Maximum? Hmm... Couple of miles maybe. All depends on slope and how much money you're willing to spend for pipe. We don't have any wells, we have springs because we're on mountain ledge (can't dig) and the furthest spring is about 2,000'. We have a 2" pipe to that one. Others we have 1" pipes. Continuous pipe is better. You can get big reels of it special order - actually pretty cheap. But for just 250' you can buy a 300' section stock off the shelf. I would suggest putting in the largest diameter pipe you can. We didn't bury ours - it just flows to keep unfrozen. See:

http://sugarmtnfarm.com/2012/01/02/water-line-reel/

http://sugarmtnfarm.com/2012/08/06/water-line-pull/

http://sugarmtnfarm.com/2012/12/17/spring-improvement/

The 300' lines can be joined with unions and hose clamps (Stainless Steel) and are small enough to lay by hand. For the big reels a tractor makes it a lot easier.


----------



## homesteader824 (Jul 25, 2013)

Thanks for all the responses. Before asking, I didn't know if anybody had done this before. I finally did find a chart on friction loss and the 1-1/4" pipe sounds like the way to go. A 300 foot roll of poly pipe sounds a lot better than trying to connect a bunch of 10' sections. I'm in southern Missouri, so it will need to be buried to protect from freezing. One plus in running this new line would be that it goes by the garden, so I could install a yard hydrant there in addition to one by the new house.


----------



## fishhead (Jul 19, 2006)

Plus you don't gain friction from all those couplers.

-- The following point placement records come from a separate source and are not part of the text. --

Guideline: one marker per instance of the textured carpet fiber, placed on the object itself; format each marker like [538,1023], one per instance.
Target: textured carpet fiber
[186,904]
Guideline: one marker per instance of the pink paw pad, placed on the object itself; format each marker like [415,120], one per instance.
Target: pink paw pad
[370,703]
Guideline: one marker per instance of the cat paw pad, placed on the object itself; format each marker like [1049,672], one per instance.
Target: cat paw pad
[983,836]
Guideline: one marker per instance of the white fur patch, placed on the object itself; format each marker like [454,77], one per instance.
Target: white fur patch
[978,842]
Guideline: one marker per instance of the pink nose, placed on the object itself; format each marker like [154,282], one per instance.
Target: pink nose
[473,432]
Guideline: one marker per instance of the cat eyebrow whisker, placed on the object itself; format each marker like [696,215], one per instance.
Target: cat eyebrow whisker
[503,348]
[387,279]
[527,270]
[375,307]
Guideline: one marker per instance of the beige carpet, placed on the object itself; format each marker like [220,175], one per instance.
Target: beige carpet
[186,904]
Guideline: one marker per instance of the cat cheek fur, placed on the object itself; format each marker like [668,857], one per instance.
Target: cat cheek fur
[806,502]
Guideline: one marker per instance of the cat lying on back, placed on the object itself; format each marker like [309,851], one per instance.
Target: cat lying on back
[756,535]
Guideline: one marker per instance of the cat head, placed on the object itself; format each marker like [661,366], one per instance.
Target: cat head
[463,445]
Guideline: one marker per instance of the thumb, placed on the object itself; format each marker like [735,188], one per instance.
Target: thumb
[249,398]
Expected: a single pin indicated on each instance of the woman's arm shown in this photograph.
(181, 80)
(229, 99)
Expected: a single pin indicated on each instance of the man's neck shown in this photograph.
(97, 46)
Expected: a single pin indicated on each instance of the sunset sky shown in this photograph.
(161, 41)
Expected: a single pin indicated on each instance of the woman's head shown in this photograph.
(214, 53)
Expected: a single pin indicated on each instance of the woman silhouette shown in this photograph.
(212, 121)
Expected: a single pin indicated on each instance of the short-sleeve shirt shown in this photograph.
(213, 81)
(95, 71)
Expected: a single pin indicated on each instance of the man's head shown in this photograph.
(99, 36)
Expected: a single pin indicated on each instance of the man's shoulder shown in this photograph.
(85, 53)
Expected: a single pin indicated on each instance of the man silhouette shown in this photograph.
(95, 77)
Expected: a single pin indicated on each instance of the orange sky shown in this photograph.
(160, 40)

I learned the hard way not to try to get 1 1/2"" polypipe to unroll to quickly. It had too much memory and I ended up kinking it several times in short order.

Best to do it on on a sunny warm day to soften the pipe. I found it best to cut the binding and sort of shake the rolls so they can expand. Then let them rest for 10-25 minutes before making the coils larger. Keep repeating that a few times. If you can let it relax for a day or so.

Then as you unroll it in the trench keep it buried as close to the rolls as possible to prevent it from raising out of the trench and kinking.


----------



## Darren (May 10, 2002)

I drove 3 T posts in the center of 2" coils of 200# poly. I made up a fitting for the end to hook up the tractor and unwind the coil as I drove away. If you're using poly, I highly recommend the Ford fittings with inserts to avoid leaks in the future. They cost more but that makes it a one and done installation in your lifetime.

I use two spud bars when I back fill small sizes like 1". Put the blunt end down and lean it against the side of the trench so it doesn't fall in. Then I place the remainder of the bedding on top. Usually I can alternatively move the spud bars as I move down the trench to hold the pipe down flat. The two bars forming a V in the picture are the two spud bars. For larger sizes use a concrete block to hold it down.

The wood handled shovel in the second picture was used to hold the plastic pipe off the side of the trench to avoid rocks until the bedding sand was in around the pipe.


----------



## farminghandyman (Mar 4, 2005)

I have pipe that is about 2000 feet to a hydrant, and my windmill pumps 265 up and about 3000 feet horizontally to the storage tank, and up 20 feet in the storage tank, and the tank is about 20 feet above the windmill, 

if you use a reasonable size pipe the pressure drop will be very minimal,

Think about it how far is city water piped? in some locations there is rural water districts that have miles and miles of lines that feed houses and farms,


----------



## ralph perrello (Mar 8, 2013)

1 1/4" pipe from well to house and be precisely sure the wire to the pump (if you are using a submersible pump) is large enough for the distance or you will quickly burn out the pump motor.


----------



## Studhauler (Jul 30, 2011)

Darren said:


> I drove 3 T posts in the center of 2" coils of 200# poly. I made up a fitting for the end to hook up the tractor and unwind the coil as I drove away. If you're using poly, I highly recommend the Ford fittings with inserts to avoid leaks in the future. They cost more but that makes it a one and done installation in your lifetime.
> 
> I use two spud bars when I back fill small sizes like 1". Put the blunt end down and lean it against the side of the trench so it doesn't fall in. Then I place the remainder of the bedding on top. Usually I can alternatively move the spud bars as I move down the trench to hold the pipe down flat. The two bars forming a V in the picture are the two spud bars. For larger sizes use a concrete block to hold it down.
> 
> The wood handled shovel in the second picture was used to hold the plastic pipe off the side of the trench to avoid rocks until the bedding sand was in around the pipe.


I stand on my poly when it is in the trench as I am shoveling a few inches of dirt on top of the pipe.


----------



## Darren (May 10, 2002)

That works. For the easy stuff, I use a 3 pt trencher that cuts too narrow a trench to get your foot in. The trench in the picture was mostly hand dug with the exception of the rock that was removed. That was wide enough to stand on the pipe. The part on the other side of the ravine was much narrower due to the rock. One the steeper slopes, the pipe is often too slippery to stand on.

I move the limestone sand for the bedding with the loader which I can't always get close to the part of the trench I'm working so I need something to hold the pipe down while I'm shoveling the sand. If you look closely at the second picture, you can see 2" poly that was used for a guard pipe through the for two 1" lines. You can just make out a hold down made out of couplings and all thread which was screwed into the rock. The 2" was a bit more difficult to bend and get it to stay in the bottom of the trench. The hold downs worked perfectly.


----------



## ErinP (Aug 23, 2007)

Ours is going to be about 500 feet when all's said and done. :shrug:


----------